Petrophile phylicoides

Scientific classification
- Kingdom: Plantae
- Clade: Tracheophytes
- Clade: Angiosperms
- Clade: Eudicots
- Order: Proteales
- Family: Proteaceae
- Genus: Petrophile
- Species: P. phylicoides
- Binomial name: Petrophile phylicoides R.Br.
- Synonyms: Petrophila ericifolia var. glabriflora Benth. orth. var.; Petrophila glabriflora Domin orth. var.; Petrophile ericifolia var. glabriflora Benth.; Petrophile glabriflora (Benth.) Domin;

= Petrophile phylicoides =

- Genus: Petrophile
- Species: phylicoides
- Authority: R.Br.
- Synonyms: Petrophila ericifolia var. glabriflora Benth. orth. var., Petrophila glabriflora Domin orth. var., Petrophile ericifolia var. glabriflora Benth., Petrophile glabriflora (Benth.) Domin

Species of shrub endemic to Western Australia

Petrophile phylicoides is a species of flowering plant in the family Proteaceae and is endemic to southwestern Western Australia. It is a shrub with short, needle-shaped, but not sharply-pointed leaves, and more or less spherical heads of glabrous yellow flowers.

==Description==
Petrophile phylicoides is a shrub that typically grows to a height of 0.2–1.5 m and has hoary young branchlets. The leaves are needle-shaped but not sharply-pointed, 6–15 mm long and mostly curved upwards. The flowers are arranged on the ends of branchlets in sessile, more or less spherical heads about 10 mm in diameter, with tapering involucral bracts at the base. The flowers are about 12 mm long, glabrous and yellow. Flowering mostly occurs from September to December and the fruit is a nut, fused with others in a spherical head up to 28 mm in diameter.

==Taxonomy==
Petrophile phylicoides was first formally described in 1830 by Robert Brown in the Supplementum to his Prodromus Florae Novae Hollandiae et Insulae Van Diemen from material collected by William Baxter near Lucky Bay in 1823. The specific epithet (phylicoides) means "like a plant in the genus Phylica".

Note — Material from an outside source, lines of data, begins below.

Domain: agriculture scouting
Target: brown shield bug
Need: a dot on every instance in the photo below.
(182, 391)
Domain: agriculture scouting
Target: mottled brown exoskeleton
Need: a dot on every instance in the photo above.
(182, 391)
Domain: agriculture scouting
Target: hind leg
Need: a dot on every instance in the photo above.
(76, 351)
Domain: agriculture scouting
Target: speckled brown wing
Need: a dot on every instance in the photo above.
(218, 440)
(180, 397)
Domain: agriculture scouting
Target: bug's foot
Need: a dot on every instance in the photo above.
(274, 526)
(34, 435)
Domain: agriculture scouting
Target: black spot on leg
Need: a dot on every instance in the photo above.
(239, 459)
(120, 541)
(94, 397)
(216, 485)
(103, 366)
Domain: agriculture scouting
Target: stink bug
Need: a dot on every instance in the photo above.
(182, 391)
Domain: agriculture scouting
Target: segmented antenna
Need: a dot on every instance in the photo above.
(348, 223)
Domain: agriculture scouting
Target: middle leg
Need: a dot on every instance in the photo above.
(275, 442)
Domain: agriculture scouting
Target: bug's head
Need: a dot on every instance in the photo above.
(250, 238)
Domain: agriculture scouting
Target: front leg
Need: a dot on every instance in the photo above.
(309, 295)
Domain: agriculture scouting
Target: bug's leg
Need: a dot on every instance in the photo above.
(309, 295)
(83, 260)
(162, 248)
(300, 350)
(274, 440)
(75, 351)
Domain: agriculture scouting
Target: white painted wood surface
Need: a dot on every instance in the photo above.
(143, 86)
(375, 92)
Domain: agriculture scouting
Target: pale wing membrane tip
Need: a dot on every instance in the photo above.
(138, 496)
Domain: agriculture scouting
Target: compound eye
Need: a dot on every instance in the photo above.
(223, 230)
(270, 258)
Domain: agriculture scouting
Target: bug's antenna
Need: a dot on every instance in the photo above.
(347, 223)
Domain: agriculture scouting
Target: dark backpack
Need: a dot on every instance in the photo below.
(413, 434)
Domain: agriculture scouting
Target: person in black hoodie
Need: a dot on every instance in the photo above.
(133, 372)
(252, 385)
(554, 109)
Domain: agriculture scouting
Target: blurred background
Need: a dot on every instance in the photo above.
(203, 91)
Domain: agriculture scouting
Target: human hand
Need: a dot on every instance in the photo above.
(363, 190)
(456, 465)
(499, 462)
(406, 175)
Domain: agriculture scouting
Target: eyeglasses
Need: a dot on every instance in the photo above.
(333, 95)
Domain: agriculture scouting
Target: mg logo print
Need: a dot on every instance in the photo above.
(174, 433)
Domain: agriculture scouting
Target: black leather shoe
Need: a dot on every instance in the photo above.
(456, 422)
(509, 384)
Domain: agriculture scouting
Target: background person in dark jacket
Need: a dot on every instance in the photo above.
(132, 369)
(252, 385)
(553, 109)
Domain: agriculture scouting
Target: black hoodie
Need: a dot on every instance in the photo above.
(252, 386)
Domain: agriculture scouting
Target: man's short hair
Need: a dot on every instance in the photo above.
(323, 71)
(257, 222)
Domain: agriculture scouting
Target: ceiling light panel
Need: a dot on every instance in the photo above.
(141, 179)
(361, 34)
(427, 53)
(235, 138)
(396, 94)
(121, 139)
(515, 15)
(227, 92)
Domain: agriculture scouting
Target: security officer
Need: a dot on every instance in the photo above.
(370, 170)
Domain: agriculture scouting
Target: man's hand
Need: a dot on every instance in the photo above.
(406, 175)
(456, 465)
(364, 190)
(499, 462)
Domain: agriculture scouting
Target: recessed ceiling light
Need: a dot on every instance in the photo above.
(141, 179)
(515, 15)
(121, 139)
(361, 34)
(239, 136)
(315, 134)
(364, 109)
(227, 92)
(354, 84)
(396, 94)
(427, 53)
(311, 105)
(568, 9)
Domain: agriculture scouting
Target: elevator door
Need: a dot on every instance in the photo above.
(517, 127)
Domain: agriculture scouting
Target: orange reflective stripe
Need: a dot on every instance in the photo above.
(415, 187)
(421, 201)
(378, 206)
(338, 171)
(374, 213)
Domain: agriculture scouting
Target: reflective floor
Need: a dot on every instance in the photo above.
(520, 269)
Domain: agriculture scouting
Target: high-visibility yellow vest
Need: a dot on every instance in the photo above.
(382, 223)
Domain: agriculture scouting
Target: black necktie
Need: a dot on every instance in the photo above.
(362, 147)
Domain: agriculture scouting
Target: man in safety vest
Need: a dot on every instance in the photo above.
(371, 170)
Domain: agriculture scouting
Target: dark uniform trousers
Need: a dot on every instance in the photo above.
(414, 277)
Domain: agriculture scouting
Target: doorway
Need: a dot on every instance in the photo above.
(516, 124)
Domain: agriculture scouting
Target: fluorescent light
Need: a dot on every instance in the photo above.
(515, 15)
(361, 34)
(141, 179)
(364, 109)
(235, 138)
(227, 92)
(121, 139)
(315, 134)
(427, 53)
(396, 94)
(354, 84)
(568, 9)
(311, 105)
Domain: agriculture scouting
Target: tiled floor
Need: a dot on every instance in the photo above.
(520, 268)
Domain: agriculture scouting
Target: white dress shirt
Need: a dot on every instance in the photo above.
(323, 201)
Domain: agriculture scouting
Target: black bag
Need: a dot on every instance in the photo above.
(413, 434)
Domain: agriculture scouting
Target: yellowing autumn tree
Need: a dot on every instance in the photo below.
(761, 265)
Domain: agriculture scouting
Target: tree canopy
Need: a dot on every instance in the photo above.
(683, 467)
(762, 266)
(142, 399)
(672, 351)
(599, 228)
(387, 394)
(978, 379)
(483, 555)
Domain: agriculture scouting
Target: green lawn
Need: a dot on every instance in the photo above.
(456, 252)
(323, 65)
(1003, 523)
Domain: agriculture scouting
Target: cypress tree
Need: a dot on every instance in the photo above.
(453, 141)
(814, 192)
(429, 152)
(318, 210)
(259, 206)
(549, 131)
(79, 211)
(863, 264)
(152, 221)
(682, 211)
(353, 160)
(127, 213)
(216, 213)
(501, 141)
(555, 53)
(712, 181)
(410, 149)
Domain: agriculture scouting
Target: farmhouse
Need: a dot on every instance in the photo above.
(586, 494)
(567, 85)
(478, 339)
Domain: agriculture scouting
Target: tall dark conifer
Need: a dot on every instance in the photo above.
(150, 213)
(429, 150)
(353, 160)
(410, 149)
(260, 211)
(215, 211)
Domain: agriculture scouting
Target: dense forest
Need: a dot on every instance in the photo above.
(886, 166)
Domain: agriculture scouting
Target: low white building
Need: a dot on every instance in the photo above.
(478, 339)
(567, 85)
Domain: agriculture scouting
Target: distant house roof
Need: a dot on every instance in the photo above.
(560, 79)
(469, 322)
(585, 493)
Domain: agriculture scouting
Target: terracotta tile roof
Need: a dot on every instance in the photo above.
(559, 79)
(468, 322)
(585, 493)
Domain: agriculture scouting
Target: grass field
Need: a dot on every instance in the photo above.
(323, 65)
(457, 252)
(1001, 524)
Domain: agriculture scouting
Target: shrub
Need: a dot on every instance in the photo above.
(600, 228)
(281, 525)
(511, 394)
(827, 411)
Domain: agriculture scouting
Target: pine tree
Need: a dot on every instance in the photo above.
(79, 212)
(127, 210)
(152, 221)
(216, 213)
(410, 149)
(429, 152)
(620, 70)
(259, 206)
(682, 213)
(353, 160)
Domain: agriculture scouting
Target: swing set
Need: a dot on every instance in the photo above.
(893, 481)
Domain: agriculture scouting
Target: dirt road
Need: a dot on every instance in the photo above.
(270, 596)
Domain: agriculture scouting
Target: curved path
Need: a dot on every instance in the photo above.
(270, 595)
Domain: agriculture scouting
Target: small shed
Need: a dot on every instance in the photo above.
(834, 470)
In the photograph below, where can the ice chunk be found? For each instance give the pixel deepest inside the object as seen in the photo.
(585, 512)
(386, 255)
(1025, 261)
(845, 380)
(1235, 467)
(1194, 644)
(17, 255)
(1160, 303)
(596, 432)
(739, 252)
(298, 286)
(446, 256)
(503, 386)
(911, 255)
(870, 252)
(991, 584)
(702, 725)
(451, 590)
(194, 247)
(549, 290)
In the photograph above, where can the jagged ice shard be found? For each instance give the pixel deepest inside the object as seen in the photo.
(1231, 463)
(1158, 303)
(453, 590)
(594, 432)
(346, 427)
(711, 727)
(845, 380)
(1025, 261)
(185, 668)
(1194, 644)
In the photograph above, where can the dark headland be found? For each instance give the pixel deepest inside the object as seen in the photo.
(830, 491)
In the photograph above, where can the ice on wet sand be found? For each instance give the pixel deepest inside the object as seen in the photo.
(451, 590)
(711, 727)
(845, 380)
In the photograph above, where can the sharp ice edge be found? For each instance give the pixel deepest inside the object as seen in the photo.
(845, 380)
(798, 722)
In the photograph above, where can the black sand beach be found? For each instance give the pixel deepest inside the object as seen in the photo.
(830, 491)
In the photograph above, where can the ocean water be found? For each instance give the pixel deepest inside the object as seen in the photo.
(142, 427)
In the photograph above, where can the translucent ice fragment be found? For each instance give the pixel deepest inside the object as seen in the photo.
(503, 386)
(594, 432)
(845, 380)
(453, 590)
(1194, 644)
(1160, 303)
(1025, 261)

==Distribution and habitat==
Petrophile phylicoides grows in shrubland and heath with in sandy-gravelly soils on sand plains and lateritic ridges in a wide area between the Stirling Range, Israelite Bay, Tarin Rock and Newdegate in the Avon Wheatbelt, Esperance Plains, Jarrah Forest and Mallee biogeographic regions.

==Conservation status==
This petrophile is classified as "not threatened" by the Western Australian Government Department of Parks and Wildlife.